If National Park rangers close a trail, they are not trying to ruin your vacation no matter how much mom complains. *Ahem!* The trail is closed for a reason.
Case in point. There was grizzly bear activity noted in an area we wanted to hike one day during our stay at Glacier National Park. Whenever grizzlies are spotted at Glacier, rangers close the trails in that section. But rather than listen to Mom cry in the van, Dad took the family to listen to a ranger talk about bears.
We did not see one in person. This|
grizzly pic is from google images.
Grizzly bears are more aggressive than black bears. Black bears climb trees. Grizzlies are too large and have long claws. They cannot climb trees. Grizzlies rely on their sheer mass to protect themselves and their cubs. Grizzlies can reach over 700 pounds. Black bear are only about 300 pounds.
We have seen black bear in Sequoia National Park in California when we were on a nature trail with a park ranger. A cub was off in the meadow. We couldn’t find the mama. The ranger immediately turned us around and we went back the way we came.
We’ve seen black bear here in New Jersey on the Appalachian Trail. What looked like a full-sized bear was tearing through a dead tree in search of insects not 30 feet from the trail. No way to turn around this time. My son and daughter and I were backpacking for a few days. We were miles and miles from either car we had parked by access points on the A.T.

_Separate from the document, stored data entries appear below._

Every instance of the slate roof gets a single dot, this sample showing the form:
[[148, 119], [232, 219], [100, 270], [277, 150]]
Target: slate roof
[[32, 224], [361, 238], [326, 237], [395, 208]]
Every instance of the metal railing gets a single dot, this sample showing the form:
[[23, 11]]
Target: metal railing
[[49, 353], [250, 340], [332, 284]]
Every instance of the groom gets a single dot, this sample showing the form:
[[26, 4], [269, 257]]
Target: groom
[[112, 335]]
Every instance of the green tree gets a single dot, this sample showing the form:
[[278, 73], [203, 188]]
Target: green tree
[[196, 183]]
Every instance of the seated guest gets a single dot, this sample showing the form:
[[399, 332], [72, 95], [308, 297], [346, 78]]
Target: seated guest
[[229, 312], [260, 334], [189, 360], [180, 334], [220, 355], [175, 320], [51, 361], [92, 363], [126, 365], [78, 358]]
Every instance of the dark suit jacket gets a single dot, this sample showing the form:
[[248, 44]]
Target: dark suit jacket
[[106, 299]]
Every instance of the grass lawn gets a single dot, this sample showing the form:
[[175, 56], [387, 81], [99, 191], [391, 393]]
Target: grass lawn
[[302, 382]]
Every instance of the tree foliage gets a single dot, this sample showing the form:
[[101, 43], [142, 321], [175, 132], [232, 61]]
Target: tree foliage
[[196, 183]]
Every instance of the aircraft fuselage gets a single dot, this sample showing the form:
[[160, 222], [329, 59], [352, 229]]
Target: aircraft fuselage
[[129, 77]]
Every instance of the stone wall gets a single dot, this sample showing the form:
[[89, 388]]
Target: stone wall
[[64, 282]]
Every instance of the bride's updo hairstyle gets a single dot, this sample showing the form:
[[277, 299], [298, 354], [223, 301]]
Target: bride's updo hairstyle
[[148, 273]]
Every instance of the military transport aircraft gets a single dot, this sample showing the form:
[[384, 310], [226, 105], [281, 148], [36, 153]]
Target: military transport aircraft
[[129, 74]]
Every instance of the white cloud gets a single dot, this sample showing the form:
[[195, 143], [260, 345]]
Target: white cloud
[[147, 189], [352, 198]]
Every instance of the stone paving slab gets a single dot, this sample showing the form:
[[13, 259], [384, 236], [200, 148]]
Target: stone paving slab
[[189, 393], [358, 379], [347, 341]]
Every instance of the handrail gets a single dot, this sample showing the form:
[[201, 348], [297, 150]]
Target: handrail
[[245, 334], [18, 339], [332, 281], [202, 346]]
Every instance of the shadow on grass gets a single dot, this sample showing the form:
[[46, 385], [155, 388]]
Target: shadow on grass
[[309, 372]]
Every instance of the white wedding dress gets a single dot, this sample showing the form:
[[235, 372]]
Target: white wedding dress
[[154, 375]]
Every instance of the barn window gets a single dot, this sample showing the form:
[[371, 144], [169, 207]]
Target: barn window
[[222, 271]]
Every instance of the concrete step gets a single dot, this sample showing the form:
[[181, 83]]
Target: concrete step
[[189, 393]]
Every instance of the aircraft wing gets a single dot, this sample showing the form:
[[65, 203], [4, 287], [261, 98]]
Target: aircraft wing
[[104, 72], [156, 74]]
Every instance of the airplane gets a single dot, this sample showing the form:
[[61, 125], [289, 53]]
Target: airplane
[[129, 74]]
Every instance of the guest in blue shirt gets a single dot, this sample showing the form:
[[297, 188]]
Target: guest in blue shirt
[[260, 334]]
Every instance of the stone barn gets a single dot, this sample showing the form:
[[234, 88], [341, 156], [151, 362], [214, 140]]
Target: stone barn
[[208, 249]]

I led the children off the trail giving the bear another ten yards’ distance. We made sure we could still see the Appalachian Trail markings so as not to get lost. Quietly and slowly, we moved through the forest, so as not to disturbed the bear’s feasting. Usually—and that’s a BIG usually—black bear will not attack unless they feel threatened. I would never want to meet a mama grizzly or any grizzly for that matter!
You’ll find an excellent and free black bear/grizzly bear identification booklet with photos on Montana State’s website. Scroll down to the bottom of the page and click on the “Bear Identification Tutorial” box.
But back to our temporary trail closures at national parks. Trail maintenance is another reason trails may be closed. And many times you can’t see what’s wrong right at the beginning of the trail. Trees come down, trails wash away leaving no footing near cliffs. Deep snow closes trails. The danger of deep snow in spring or early summer is that snow next to the earth may melt first causing water to run underneath a top crust of snow. This weakens the snow crust, making it easier for hikers to step and break through the crust and become stuck. We’ve seen these “snow melt” ice crusts cutting across trails out west in the United States. It’s always best to avoid stepping on snow whenever possible once temperatures start to rise.